Was sind weitere Zulässigkeitsvoraussetzungen?
- Beschwerdefrist
Die Verfassungsbeschwerde gegen Entscheidungen der Gerichte und Behörden ist mit der vollständigen Begründung innerhalb eines Monats zulässig (§ 93 Abs. 1 Satz 1 BVerfGG). Auch die vollständige Begründung muss innerhalb dieser Frist eingereicht werden (§ 93 Abs. 1 Satz 1 BVerfGG).
- Erschöpfung des Rechtswegs
Die Anrufung des Bundesverfassungsgerichts ist grundsätzlich nur und erst dann zulässig, wenn der Beschwerdeführer zuvor den Rechtsweg erschöpft und darüber hinaus die ihm zur Verfügung stehenden weiteren Möglichkeiten ergriffen hat, um eine Korrektur der geltend gemachten Verfassungsverletzung zu erreichen oder diese zu verhindern. Vor Erhebung der Verfassungsbeschwerde müssen daher alle verfügbaren Rechtsbehelfe (z.B. Berufung, Revision, Beschwerde, Nichtzulassungsbeschwerde) genutzt worden sein. Die Verfassungsbeschwerde ist unzulässig, wenn und soweit eine anderweitige Möglichkeit besteht oder bestand, die Grundrechtsverletzung zu beseitigen oder ohne Inanspruchnahme des Bundesverfassungsgerichts im praktischen Ergebnis dasselbe zu erreichen. Der Beschwerdeführer muss den geltend gemachten Grundrechtsverstoß schon im Verfahren vor den Fachgerichten geltend machen bzw. versuchen abzuwehren.
Bei Gehörsrügen, bei denen eine Nichtgewährung rechtlichen Gehörs (Art. 103 Abs. 1 GG) gerügt wird, ist die Verfassungsbeschwerde nur dann zulässig, wenn zuvor versucht wurde, durch Einlegung einer Anhörungsrüge (insbesondere § 321a ZPO, § 152a VwGO, § 178a SGG, § 78a ArbGG, § 44 FamFG, § 133a FGO, §§ 33a, 356a StPO) bei dem zuständigen Fachgericht Abhilfe zu erreichen.
Kann der Beschwerdeführer die Verfassungsbeschwerde selbst erheben?
Ja, eine Vertretung durch Rechtsanwalt ist beim Bundesverfassungsgericht nicht zwingend.
Was ist ein Annahmeverfahren?
Die Verfassungsbeschwerde bedarf der Annahme zur Entscheidung (§ 93a Abs. 1 BVerfGG).
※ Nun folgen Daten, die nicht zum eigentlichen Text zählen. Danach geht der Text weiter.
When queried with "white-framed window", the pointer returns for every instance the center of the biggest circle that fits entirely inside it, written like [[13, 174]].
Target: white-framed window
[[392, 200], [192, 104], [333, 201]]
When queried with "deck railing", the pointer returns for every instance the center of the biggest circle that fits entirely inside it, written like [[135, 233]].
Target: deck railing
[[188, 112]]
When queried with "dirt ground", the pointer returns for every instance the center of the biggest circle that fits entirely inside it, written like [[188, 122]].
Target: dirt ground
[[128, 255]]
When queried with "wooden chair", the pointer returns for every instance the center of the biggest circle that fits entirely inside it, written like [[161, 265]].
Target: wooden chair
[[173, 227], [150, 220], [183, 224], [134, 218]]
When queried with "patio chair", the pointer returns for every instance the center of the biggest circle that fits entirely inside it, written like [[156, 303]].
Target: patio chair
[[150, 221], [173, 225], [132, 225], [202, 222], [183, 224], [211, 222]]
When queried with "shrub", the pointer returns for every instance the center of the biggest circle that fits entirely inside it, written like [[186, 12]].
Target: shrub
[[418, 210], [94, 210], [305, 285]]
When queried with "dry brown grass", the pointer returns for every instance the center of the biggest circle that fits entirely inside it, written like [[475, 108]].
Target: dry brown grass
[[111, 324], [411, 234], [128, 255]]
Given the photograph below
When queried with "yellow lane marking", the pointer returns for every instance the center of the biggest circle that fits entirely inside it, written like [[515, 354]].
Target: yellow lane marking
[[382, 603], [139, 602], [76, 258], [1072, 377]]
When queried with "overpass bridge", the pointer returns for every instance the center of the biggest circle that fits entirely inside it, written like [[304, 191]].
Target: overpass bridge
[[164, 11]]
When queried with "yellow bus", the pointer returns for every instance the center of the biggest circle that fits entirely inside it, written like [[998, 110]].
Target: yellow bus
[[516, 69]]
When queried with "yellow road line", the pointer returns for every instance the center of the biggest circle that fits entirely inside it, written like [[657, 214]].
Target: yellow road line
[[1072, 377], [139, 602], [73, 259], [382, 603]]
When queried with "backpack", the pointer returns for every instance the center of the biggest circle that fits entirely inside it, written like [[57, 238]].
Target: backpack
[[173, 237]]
Sie ist zur Entscheidung anzunehmen,
- a) soweit ihr grundsätzliche verfassungsrechtliche Bedeutung zukommt
- b) wenn es zur Durchsetzung der in § 90 Abs. 1 BVerfGG genannten Rechte angezeigt ist; dies kann auch der Fall sein, wenn dem Beschwerdeführer durch die Versagung der Entscheidung zur Sache ein besonders schwerer Nachteil entsteht (§ 93a Abs. 2 BVerfGG).
Überwiegende Zahl von Verfassungsbeschwerden wird nicht zu Entscheidung angenommen. Das erfolgt durch Beschluss. Der Beschluss bedarf keiner Begründung und ist nicht anfechtbar (§ 93d Abs. 1 BVerfGG).
Was kostet das Verfahren vor dem Bundesverfassungsgericht?
Das Verfahren vor dem Bundesverfassungsgericht ist kostenfrei. Das Bundesverfassungsgericht kann jedoch dem Beschwerdeführer eine Gebühr bis zu 2.600 Euro auferlegen, wenn die Einlegung der Verfassungsbeschwerde einen Missbrauch darstellt (§ 34 Abs. 2 BVerfGG).